Britain will look again into the issue of investor "short-termism" with a view to curbing the behaviour seen by some as damaging to companies in takeover battles, Business Secretary Vince Cable said on Sunday.
On Thursday the Takeover Panel published proposals to tighten rules in the wake of anger over a controversial 11.6 billion pounds takeover of Britain's Cadbury by US rival Kraft Foods.
"The Takeover Panel didn't go for some of the more radical solutions like restricting the voting rights of short-term investors who have just come in to make a quick killing during a takeover bid," Cable told the Sunday Telegraph newspaper.
"We are going to have to look (at it). I want to take what the Takeover Panel has done - and it is positive - and probably go rather further," said Cable, a member of the Liberal Democrats, the junior coalition partners.
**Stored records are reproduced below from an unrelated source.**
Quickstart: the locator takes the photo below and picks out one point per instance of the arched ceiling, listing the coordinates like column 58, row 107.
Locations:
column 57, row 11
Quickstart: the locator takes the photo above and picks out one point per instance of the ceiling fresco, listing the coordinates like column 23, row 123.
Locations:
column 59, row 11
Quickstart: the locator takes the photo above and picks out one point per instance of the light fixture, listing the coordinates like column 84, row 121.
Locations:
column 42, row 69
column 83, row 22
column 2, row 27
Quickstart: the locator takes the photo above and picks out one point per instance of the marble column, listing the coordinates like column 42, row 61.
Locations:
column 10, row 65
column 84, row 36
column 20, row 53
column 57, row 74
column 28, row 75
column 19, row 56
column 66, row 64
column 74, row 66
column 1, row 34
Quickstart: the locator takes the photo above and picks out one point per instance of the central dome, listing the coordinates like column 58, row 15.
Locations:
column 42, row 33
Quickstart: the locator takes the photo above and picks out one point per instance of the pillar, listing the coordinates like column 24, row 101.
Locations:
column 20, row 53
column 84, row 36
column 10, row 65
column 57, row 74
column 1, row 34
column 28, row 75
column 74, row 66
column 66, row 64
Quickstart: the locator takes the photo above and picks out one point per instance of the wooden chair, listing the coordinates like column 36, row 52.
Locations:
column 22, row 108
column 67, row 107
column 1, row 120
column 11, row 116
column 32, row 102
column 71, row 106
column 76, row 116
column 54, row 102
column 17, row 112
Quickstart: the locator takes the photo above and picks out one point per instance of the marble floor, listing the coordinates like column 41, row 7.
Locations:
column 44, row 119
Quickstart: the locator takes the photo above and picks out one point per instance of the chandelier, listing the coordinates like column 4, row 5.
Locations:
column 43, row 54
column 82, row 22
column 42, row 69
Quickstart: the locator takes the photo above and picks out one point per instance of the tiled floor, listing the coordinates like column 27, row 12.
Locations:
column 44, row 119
He said there was a need to look at the "whole issue of how you limit the influence of investors who just moved in over the takeover period."
The takeover of Cadbury sparked a furore in some quarters, partly due to hedge funds' role in ensuring the deal went through and after Kraft went back on a promise to keep a plant open.
"We want to consult properly, not just as they (the Takeover Panel) did predominantly amongst the people in the City who are in the takeover business but amongst business more widely."
Cable also expressed concern that executive pay had far outstripped shareholder performance during the past decade.
"It is a tricky issue whether we legislate to give shareholders more voting power," he was quoted as saying.
"I don't want to rush in to some crass change that has unintended consequences but we do need to acknowledge that there is a real problem here."